“Over the past 100 years the returns from smaller companies have exceeded those of larger companies. It is also true that stocks with low valuations (i.e. lower prices relative to earnings and book values) have generated better returns than those with high valuations. What is less certain is whether these tendencies will continue in the future…”

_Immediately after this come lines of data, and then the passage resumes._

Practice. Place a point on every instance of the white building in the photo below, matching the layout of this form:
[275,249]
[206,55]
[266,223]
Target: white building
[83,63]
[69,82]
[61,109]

–Burton G. Malkiel, criticizing investors like Buffett who have captured factor premia for decades
To be fair, Malkiel goes on to list other reasons to be skeptical of smart beta, but number one is that it might not work in the future. Malkiel’s comment is almost akin to a health policy expert telling us, “Sure, Jonas Salk’s polio vaccine has worked for 62 years, but let’s give it a little more time before we declare victory.” I guess we will never know whether the polio vaccine will become ineffective, but that doesn’t mean we shouldn’t exploit its use today. But, Malkiel would condemn investors into accepting market risk in order to receive reduced fee invoices. What if you didn’t want market risk? Or, what if you wanted more risk than the market provided (as PAR did in 1Q09 when it used some leverage to become fully invested)?
Factor premia have existed for more than 100 years. The premia exist either because of sub-optimal investor behavior (mostly my view) or because factor investors are being compensated for risk (mostly the view of EMH proponents). Either way, factor premia are not likely to disappear for the long-term investor, so we might as well exploit factor premia for the long-term portion of our portfolios.